DAL NOSTRO INVIATO
SALISBURGO – «È una testimonianza incredibile», dice Luca Salsi ripensando alla struggente intervista di Marianna Aprile a Martina Oppelli, poco prima che morisse volontariamente, ridotta a «oggetto» dalla malattia. Martina raccontava del conforto avuto ascoltando Maria Callas in Andrea Chénier. È la tragedia di chi ha perso tutto e in quel momento le si disvela l’amore. Il grande baritono canterà l’opera di Giordano il 25 agosto al Festival di Salisburgo.
Quella stessa aria, in chiave consolatoria, c’è in un grande film, «Philadelphia».
«Sì, quello con Tom Hanks. malato di Aids. La musica può salvare tante vite, se ci si lascia trasportare dai sentimenti è un veicolo di emozioni. Andrea Chénier fu, nel 2017, la prima delle mie cinque aperture di stagione alla Scala, il teatro in cui mi sento a casa».

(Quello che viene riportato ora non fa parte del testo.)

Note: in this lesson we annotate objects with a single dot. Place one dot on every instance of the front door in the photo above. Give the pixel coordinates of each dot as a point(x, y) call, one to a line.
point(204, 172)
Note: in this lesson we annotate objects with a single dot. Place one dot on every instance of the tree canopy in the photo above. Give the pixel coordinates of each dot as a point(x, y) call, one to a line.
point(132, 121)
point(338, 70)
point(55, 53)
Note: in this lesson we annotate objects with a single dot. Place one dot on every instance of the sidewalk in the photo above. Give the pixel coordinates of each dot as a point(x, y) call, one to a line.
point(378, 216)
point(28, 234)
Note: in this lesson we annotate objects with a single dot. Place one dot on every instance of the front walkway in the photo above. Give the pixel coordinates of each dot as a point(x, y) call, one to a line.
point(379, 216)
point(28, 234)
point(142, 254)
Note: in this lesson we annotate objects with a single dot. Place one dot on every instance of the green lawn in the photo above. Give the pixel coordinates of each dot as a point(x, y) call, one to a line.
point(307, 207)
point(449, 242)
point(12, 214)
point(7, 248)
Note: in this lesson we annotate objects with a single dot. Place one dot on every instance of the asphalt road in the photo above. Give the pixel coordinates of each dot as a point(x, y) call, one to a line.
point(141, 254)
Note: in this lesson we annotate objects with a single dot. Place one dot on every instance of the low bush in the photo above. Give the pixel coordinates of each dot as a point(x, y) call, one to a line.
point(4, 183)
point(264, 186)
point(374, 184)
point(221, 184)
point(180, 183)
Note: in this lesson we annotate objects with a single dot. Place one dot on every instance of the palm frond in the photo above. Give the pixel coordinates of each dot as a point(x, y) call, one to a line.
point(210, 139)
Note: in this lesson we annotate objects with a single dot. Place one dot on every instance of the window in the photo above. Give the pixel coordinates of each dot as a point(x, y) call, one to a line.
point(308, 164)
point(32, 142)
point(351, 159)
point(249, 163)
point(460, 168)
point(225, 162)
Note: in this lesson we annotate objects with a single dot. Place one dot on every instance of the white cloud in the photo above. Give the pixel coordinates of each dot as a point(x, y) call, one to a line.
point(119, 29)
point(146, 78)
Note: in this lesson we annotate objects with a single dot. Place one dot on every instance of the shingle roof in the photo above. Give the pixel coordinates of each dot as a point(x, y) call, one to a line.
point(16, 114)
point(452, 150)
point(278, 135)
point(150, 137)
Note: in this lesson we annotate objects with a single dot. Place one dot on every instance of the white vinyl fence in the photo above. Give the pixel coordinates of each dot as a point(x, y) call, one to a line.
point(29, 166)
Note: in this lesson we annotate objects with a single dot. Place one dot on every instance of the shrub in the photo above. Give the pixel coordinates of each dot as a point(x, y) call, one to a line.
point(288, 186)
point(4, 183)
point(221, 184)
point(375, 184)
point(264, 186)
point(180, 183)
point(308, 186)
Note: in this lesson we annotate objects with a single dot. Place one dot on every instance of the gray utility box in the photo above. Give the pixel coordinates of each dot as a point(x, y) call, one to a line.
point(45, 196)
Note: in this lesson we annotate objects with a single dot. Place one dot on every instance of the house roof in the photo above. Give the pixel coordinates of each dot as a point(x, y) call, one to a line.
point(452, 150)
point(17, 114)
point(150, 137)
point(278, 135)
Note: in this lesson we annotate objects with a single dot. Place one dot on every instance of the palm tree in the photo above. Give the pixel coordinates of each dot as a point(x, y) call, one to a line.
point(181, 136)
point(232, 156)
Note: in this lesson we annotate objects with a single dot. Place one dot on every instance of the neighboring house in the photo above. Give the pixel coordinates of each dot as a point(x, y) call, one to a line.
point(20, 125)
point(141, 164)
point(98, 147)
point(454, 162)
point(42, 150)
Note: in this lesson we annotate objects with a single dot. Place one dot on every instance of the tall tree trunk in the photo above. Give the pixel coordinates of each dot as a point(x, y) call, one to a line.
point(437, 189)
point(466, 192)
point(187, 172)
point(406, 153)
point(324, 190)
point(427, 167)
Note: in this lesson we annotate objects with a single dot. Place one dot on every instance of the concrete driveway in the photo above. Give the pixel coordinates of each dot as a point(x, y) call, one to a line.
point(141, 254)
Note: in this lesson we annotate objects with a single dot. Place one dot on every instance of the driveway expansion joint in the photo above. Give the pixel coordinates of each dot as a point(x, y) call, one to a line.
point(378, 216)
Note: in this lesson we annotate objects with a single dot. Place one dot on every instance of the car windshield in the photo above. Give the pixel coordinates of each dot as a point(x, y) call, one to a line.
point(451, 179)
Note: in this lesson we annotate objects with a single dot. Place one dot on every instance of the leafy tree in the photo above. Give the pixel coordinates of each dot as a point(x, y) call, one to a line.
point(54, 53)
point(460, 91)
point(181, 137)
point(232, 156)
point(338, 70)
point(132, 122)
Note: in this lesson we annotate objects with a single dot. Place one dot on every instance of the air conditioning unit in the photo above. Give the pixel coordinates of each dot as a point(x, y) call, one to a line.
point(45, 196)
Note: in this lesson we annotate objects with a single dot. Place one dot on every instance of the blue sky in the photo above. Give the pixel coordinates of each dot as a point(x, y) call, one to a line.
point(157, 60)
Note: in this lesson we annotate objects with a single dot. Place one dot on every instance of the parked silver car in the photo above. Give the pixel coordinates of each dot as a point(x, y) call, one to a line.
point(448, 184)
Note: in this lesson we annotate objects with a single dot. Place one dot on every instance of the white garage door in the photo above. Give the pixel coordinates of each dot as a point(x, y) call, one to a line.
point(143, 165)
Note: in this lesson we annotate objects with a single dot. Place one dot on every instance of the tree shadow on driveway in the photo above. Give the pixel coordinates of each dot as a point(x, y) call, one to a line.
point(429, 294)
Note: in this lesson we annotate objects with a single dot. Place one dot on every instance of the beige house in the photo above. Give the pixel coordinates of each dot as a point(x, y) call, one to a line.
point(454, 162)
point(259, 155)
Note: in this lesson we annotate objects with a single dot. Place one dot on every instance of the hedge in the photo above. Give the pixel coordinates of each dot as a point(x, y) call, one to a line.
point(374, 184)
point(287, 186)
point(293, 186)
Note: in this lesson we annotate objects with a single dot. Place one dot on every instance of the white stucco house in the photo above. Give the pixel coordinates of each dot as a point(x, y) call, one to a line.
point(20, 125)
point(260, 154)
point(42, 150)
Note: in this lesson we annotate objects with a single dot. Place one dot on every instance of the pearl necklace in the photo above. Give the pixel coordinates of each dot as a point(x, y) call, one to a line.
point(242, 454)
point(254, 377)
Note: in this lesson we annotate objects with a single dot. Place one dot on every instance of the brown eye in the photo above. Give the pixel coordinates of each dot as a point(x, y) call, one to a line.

Sul verismo resistono i cliché.
«Secondo le dicerie è musica dozzinale, invece il verismo fatto bene, come dice la parola stessa, se non si indulge in macchiettismo, con troppe urla fuori dalle note, è verità, esprime passioni reali».
Troppi cantanti però cercano i facili effetti.
«Riccardo Muti mi ha insegnato a cercare la verità dietro le note scritte. Certi mi accusano di declamare e cantare poco le note, sacrificando il bel suono. Ma Verdi diceva: voglio la parola scenica».
È nato in terra verdiana.
«A San Secondo Parmense, 5 km da Roncole di Busseto. Da piccolo componevo canzoni di musica leggera, suonavo Dalla e Vasco Rossi e coinvolgevo gli amici che non sapevano nulla di musica a cantare lirica con me: dalla Corale Verdi si diventava coristi del Teatro Regio. Adolescenza banale, giocavo a pallone e rugby, ora il tennis».
Sinner o Alcaraz?
«Stravedo per Sinner, mi piacerebbe conoscerlo e giocarci, ma non vedrei la pallina anche se la rimandasse coi piedi. Siamo simili, lui ed io: concentrazione, umiltà, determinazione. Subito dopo aver vinto a Wimbledon ha detto: c’è ancora da lavorare. Io studio, ripasso».
Il suo mentore è Muti. Ma anche Mehta.
«La magia di Zubin sta nello sguardo e negli occhi. Che carisma. Ama anche scherzare. A Firenze, per gioco a una prova diressi gli ultimi accordi del Te Deum di Tosca. Mi guardò, ora continua tu, mi disse porgendomi la bacchetta, che poi mi firmò e regalò.
Ha compiuto 50 anni.
«Il bilancio è positivo, ne ho fatte di cose, a Verona canto tre opere. Quando comincerò a tirare il freno, spero di cantare di più nella mia Parma. Al Festival Verdi ho cantato solo due volte».
Capitolo loggionisti.
«Io divido le acque: piaccio o non piaccio. A Parma proprio in Chénier una donna da lassù mi gridò: era meglio Cappuccilli. Sono d’accordo, le risposi dal palco. E si placò tutto. Una settimana dopo quella signora morì. Si sparse la voce: non contestate Salsi».
A Parma si vive la lirica come nell’800.
«Io penso che un po’ di magia s’è persa, molti dei personaggi che giravano attorno all’opera non ci sono più, anche se nei retropalchi si continua ad affettare il salame».